Какая разница? Как объяснить ей, что это огромная разница? Любовь была притязанием, которое он не мог удовлетворить, ответственностью, которую он не мог принять, требованием… Как часто его мать произносила это слово, когда он был маленьким; оно звучало как угроза вооруженного разбойника: «Руки вверх, не то…» В ответ всегда что-нибудь требовали: послушания, извинения, поцелуя, который не хотелось дарить. Быть может, он еще больше любил отца за то, что тот никогда не произносил слова «любовь» и ничего не требовал. Он помнил только один-единственный поцелуй на набережной в Асунсьоне, и тот поцелуй был такой, каким могут обменяться мужчины. Так лобызают друг друга французские генералы на фотографиях, когда их награждают орденом. Поцелуй, который ни на что не притязает. Отец иногда трепал его по волосам или похлопывал по щеке. Самым ласковым его выражением было английское «старик». Он вспомнил, как мать говорила ему сквозь слезы, когда пароход входил в фарватер: «Теперь ты один будешь меня любить». Она протягивала к нему со своей койки руки, повторяя «милый, милый мой мальчик», совсем как много лет спустя к нему тянулась с постели Маргарита, прежде чем появился сеньор Вальехо и занял его место; он припомнил, что Маргарита называла его «жизнь моя», совсем как мать иногда звала его «сынок мой, единственный». Юн совсем не верил в плотскую любовь, но, лежа без сна в перенаселенной квартире в Буэнос-Айресе и прислушиваясь к скрипу половиц под ногами матери, направлявшейся в уборную, порой вспоминал потаенные ночные звуки, которые слышал в поместье: приглушенный стук, незнакомые шаги на цыпочках этажом ниже, шепот в подвале, выстрел, прозвучавший неотложным предупреждением, посланным через поля, — все это были знаки подлинной нежности, сострадания достаточно глубокого, ибо отец был готов за него умереть. Было ли это любовью? Способен ли любить Леон? Или даже Акуино?
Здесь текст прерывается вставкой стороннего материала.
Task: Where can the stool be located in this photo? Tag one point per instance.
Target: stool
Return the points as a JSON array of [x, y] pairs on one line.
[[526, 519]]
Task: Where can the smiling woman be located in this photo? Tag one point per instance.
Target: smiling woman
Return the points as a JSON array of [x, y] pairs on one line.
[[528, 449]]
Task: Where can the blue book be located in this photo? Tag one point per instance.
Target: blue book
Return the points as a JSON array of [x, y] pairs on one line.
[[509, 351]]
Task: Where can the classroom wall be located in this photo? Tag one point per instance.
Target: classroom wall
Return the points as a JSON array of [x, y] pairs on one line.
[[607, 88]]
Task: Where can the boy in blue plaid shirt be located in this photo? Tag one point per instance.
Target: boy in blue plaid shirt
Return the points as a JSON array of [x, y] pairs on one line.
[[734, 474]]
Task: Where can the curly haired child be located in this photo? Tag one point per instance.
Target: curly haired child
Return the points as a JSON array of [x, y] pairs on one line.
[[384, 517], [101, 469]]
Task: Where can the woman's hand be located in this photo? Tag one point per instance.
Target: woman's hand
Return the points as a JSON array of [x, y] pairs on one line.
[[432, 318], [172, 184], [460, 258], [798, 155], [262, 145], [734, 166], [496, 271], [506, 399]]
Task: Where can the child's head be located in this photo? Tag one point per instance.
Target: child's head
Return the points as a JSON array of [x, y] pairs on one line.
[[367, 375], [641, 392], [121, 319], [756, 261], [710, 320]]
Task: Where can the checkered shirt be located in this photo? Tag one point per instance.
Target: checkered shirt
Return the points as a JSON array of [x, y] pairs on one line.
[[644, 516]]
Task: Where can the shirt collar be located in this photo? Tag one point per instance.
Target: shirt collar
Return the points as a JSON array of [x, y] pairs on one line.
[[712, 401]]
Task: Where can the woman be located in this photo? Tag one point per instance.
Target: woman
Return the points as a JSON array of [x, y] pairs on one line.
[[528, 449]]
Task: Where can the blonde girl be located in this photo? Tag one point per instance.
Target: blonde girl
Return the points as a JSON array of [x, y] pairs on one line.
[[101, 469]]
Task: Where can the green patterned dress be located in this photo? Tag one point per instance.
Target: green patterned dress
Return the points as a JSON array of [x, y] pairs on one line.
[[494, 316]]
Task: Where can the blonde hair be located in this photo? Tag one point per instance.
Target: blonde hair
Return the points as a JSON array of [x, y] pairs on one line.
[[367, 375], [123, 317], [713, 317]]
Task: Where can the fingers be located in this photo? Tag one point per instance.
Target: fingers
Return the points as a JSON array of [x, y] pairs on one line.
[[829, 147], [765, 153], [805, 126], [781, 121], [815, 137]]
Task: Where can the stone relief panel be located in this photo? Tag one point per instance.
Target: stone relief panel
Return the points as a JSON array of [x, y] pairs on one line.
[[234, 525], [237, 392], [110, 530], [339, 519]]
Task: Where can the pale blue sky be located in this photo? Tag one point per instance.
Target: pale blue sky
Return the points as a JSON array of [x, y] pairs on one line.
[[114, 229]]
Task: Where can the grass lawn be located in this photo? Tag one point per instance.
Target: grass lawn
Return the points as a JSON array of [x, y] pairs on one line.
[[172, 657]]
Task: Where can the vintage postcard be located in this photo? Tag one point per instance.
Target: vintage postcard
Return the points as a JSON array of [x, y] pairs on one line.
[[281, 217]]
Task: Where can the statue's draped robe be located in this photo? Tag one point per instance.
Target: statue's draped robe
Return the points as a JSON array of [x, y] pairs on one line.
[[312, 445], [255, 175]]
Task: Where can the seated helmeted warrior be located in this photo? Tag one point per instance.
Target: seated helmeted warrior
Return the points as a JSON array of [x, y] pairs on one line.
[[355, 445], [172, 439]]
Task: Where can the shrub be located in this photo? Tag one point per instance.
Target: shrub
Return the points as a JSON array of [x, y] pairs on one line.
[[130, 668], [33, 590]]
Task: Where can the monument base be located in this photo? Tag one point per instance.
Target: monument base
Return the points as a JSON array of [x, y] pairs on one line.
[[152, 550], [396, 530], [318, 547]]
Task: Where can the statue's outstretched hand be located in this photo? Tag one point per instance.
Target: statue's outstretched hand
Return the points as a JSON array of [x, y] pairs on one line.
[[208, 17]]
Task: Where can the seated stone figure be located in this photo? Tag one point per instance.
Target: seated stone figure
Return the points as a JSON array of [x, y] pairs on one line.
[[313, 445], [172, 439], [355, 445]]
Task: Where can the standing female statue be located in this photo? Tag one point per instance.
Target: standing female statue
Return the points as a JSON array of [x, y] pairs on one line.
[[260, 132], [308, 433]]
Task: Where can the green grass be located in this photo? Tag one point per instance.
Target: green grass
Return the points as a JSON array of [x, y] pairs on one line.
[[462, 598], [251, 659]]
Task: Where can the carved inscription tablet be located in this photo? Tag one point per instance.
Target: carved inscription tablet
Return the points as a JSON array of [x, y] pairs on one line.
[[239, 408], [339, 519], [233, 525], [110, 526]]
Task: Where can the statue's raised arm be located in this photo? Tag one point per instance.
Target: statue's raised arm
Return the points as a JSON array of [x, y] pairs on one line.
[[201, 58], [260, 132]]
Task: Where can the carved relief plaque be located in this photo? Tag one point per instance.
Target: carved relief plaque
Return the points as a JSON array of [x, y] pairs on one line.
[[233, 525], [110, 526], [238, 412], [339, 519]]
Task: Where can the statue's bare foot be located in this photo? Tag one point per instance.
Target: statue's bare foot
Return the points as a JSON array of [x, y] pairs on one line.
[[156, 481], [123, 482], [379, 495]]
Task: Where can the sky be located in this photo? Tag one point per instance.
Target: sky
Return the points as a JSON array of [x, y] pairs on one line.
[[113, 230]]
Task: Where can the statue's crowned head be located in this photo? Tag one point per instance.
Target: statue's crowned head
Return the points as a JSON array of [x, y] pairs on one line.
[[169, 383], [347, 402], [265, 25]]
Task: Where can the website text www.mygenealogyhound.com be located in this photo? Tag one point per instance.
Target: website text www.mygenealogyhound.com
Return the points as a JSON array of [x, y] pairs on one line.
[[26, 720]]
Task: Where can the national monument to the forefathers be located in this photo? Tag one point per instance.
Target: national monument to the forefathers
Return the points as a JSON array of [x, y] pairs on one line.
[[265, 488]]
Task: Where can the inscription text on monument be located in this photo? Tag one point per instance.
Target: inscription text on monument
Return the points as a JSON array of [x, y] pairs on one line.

— Эдуардо! — Он вернулся издалека, услышав ее мольбу. — Я буду говорить все, как ты хочешь. Я не думала тебя рассердить. Чего ты хочешь, Эдуардо? Скажи. Пожалуйста. Чего ты хочешь? Мне надо знать, чего ты хочешь, но как же я могу это знать, если я тебя не понимаю?
— С Чарли проще, правда?
— Эдуардо, ты всегда будешь сердиться на то, что я тебя люблю? Клянусь, ты не заметишь никакой разницы. Я останусь с Чарли. Буду приходить, только когда ты меня захочешь, совсем как в доме сеньоры Санчес.
Звонок в дверь заставил его вздрогнуть — он прозвенел, смолк и прозвенел снова. Пларр не сразу решился открыть. Почему? Редкая неделя проходила без телефонного вызова или ночного звонка в дверь.